Marjoram is an herb in the mint family with long, ovular leaves that have a delicate, sweet flavor. While marjoram is considered interchangeable with oregano in some cultures, other varieties, such as sweet marjoram, taste perceptibly different. When cooking with marjoram, use only the leaves, and discard the stems.

Marjoram's versatility lends it to a broad variety of usages. Pork, rabbit and lamb respond well to the use of marjoram, as its sweet flavor blends well with the pronounced flavors of these meats. Additionally, marjoram can be used in pastas and salads to add greater depth of flavor. Dried marjoram is often used as a condiment in pizza restaurants.
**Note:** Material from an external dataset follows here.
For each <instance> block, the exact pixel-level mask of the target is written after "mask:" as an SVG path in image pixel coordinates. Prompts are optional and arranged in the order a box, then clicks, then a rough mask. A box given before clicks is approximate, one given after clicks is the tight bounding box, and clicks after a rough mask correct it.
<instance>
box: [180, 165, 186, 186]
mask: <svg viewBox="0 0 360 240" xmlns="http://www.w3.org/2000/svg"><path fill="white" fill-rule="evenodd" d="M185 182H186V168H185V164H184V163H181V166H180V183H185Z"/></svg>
The herb is also used as a flavoring agent in a number of liqueurs and cocktails. For example, many vermouth manufacturers use marjoram along with other herbs and spices in their proprietary blend of flavoring agents. It can also be used as a cocktail ingredient, especially when combined with other sweet ingredients.

When ingested as a tea, some herbalists use marjoram to treat a variety of ailments including colds, coughs, ear pain, gallstones, cramps and stomach pain. Marjoram also serves as a aromatic agent in soaps and cosmetic products.